De cette dernière complication, les Hypothèses n’ont pas parlé. D’ailleurs, de la sphère même qui doit, à l’ensemble des orbes d’une planète, communiquer le mouvement diurne, elles ont parlé seulement à propos de la planète Saturne, et d’une manière très sommaire. Pourquoi Ptolémée a glissé rapidement sur cette question, nous l’allons voir.

« Si l’on commence, dit-il[2], par examiner le sujet du point de vue mathématique, voici ce qu’on trouve : L’emploi des corps que nous avons décrits, [c’est-à-dire de corps célestes impérissables, indéformables et de figure arrondie], et leur relation avec chacun des mouvements célestes qui se montrent à nous se peuvent établir de deux manières.

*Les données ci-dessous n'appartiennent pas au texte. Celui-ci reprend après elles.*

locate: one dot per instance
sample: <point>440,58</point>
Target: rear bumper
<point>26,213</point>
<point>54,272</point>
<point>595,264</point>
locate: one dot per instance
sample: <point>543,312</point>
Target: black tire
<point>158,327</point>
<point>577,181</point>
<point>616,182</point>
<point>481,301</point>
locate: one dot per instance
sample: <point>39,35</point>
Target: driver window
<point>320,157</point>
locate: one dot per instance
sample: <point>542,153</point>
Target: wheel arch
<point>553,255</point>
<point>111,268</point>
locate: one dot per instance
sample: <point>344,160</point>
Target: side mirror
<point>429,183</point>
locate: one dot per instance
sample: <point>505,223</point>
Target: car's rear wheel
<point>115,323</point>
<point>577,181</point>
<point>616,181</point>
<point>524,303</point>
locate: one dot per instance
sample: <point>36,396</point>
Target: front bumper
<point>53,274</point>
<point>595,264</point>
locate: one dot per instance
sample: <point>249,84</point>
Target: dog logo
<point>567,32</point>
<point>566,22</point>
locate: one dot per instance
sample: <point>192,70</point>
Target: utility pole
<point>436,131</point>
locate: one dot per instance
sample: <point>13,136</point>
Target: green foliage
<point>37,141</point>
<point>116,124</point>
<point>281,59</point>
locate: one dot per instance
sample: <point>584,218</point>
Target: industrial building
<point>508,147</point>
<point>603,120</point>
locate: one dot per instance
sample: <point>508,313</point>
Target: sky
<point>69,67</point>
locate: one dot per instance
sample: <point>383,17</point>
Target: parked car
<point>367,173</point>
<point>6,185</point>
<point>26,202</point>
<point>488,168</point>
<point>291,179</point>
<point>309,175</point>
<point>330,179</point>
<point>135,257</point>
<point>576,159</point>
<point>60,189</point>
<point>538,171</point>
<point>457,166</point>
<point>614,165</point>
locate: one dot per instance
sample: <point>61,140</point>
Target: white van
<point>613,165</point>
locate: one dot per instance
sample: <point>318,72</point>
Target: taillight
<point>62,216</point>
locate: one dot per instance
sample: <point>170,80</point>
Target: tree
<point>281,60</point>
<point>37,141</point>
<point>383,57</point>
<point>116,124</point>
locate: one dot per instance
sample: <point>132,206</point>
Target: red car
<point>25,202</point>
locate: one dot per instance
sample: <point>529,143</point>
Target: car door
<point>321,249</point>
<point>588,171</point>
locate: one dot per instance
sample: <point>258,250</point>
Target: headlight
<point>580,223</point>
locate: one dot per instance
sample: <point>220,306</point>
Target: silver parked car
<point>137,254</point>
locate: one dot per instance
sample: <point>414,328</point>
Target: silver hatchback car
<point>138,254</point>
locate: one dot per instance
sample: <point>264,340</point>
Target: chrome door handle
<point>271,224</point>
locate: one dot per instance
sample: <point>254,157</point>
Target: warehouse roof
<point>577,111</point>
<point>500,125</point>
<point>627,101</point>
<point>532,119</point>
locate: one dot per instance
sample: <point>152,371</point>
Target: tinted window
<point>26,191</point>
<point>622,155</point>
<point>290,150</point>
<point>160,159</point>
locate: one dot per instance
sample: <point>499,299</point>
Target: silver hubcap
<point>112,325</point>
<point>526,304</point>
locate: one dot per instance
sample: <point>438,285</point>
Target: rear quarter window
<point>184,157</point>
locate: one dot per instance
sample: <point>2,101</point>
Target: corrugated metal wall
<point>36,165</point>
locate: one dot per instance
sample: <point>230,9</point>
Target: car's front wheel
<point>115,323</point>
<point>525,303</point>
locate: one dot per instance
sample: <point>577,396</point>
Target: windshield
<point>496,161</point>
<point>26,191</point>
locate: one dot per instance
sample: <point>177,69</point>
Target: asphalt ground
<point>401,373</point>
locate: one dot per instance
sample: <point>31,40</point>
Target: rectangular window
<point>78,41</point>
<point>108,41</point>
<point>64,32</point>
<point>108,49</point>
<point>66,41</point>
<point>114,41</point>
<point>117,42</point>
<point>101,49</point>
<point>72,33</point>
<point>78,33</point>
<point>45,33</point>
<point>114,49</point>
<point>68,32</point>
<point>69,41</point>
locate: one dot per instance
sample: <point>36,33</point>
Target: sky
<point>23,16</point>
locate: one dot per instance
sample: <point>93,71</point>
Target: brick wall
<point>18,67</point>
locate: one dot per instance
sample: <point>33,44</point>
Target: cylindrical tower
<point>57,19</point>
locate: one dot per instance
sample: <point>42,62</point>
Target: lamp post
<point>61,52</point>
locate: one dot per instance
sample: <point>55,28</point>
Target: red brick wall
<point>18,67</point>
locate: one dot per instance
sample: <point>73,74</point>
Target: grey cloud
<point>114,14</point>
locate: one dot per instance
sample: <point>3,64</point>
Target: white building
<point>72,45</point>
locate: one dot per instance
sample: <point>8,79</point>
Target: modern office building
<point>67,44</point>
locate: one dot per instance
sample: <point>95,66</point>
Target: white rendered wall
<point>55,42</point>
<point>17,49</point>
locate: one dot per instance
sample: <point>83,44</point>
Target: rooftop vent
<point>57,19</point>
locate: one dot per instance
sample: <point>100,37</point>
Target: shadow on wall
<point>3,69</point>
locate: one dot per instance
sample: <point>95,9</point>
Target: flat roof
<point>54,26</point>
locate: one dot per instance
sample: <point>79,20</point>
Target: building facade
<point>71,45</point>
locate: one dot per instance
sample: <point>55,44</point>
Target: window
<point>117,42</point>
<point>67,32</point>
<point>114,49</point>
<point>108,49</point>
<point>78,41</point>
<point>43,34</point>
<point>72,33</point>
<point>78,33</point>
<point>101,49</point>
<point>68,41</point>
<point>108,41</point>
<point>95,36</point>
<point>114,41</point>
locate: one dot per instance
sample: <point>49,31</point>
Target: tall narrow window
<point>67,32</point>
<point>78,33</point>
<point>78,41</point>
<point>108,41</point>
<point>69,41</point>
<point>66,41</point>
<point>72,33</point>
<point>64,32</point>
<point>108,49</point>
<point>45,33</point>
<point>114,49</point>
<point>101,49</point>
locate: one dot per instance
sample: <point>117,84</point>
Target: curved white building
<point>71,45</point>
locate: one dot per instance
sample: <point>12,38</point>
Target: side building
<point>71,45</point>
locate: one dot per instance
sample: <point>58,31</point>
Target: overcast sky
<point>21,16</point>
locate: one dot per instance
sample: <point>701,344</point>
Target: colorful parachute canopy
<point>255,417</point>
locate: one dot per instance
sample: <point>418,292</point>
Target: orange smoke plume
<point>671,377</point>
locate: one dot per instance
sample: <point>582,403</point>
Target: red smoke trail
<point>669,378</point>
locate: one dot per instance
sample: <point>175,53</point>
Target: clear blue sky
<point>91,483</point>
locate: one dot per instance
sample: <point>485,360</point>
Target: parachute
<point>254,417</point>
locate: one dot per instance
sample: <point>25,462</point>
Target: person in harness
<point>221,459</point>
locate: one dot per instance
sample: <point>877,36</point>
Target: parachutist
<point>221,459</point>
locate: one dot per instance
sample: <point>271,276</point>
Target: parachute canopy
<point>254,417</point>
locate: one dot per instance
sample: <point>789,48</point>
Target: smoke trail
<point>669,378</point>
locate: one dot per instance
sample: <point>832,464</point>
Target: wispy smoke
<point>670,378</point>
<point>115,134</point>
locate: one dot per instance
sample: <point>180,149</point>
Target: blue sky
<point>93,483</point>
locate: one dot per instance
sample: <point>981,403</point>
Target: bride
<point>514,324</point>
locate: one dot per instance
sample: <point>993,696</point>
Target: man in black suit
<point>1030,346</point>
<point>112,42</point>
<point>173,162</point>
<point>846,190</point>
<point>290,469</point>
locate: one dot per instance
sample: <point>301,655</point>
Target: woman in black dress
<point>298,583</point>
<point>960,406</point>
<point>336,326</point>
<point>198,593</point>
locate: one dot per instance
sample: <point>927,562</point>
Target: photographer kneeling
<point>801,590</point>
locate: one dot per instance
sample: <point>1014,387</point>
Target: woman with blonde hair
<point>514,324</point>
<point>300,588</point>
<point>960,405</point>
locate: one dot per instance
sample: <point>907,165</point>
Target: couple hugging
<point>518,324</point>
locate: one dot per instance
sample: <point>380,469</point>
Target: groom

» La première manière est celle qui attribue à chaque mouvement une sphère complète ; soit une sphère creuse[3], comme sont des sphères qui s’enveloppent les unes les autres ou qui entourent la Terre ; soit une sphère massive et non creuse, ne contenant, à son intérieur, aucune chose qui soit, par elle-même, déterminée [et distincte de ce qui l’entoure] ; telles sont les sphères qui meuvent les astres [errants] et qu’on nomme épicycles.

» La seconde manière consiste à ne pas attribuer à chaque mouvement une sphère complète, mais seulement un morceau d’une

  1. Ptolémée, Op. laud., éd. cit., pp. 123 et p. 125.
  2. Ptolémée, Op. laud., éd. cit., pp. 113-114.
  3. Ptolémée ne suppose aucunement ici, comme le ferait Aristote, qu’une sphère creuse est un corps terminé par deux surfaces sphériques concentriques ; il le suppose seulement terminé par deux surfaces sphériques dont l’une est intérieure à l’autre, mais dont les centres peuvent différer.